23 June 2006

Scalia turned my research completely on its head

So says a a leading criminologist, in response to SCOTUS Justice Scalia's justification in the Hudson ruling for the judiciary not enforcing the "knock and announce rule".
In an interview with Radley Blako, published in The Agitatior, Criminology Prof. Sam Walker (UN-Omaha), who serves on the Panel on Policing of the National Research Council of the National Academy of Sciences, states "Scalia turned my research completely on its head. My point was that these reforms came about because the courts, specifically the Warren Court, forced the police to institute better procedures with judicial oversight. Scalia now wants to take that oversight away."
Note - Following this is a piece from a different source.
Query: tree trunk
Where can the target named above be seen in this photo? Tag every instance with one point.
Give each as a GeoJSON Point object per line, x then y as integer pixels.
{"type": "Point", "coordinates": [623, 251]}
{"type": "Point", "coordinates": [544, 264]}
Picking up on Professor Walker's concern, Ed Brayton, Dispatches From the Culture Wars, observes the following:

The irony of this is that Scalia, by his own declaration a textualist and an originalist, would be the first one to criticize reliance on social science research to justify a court ruling. Yet not only does he use such research to justify his ruling here, he does so sloppily and inaccurately. If he did not agree with the outcome of the decision, if it was written by someone other than him using the same reasoning for a goal he didn't agree with, Scalia would be the first one out front blistering this decision as exactly the kind of unprincipled, undisciplined judicial reasoning that one would expect from those horrible liberals who ignore sound judicial interpretation in favor of injecting their own social science driven biases into the law.

Americans being setup for the full blown police state.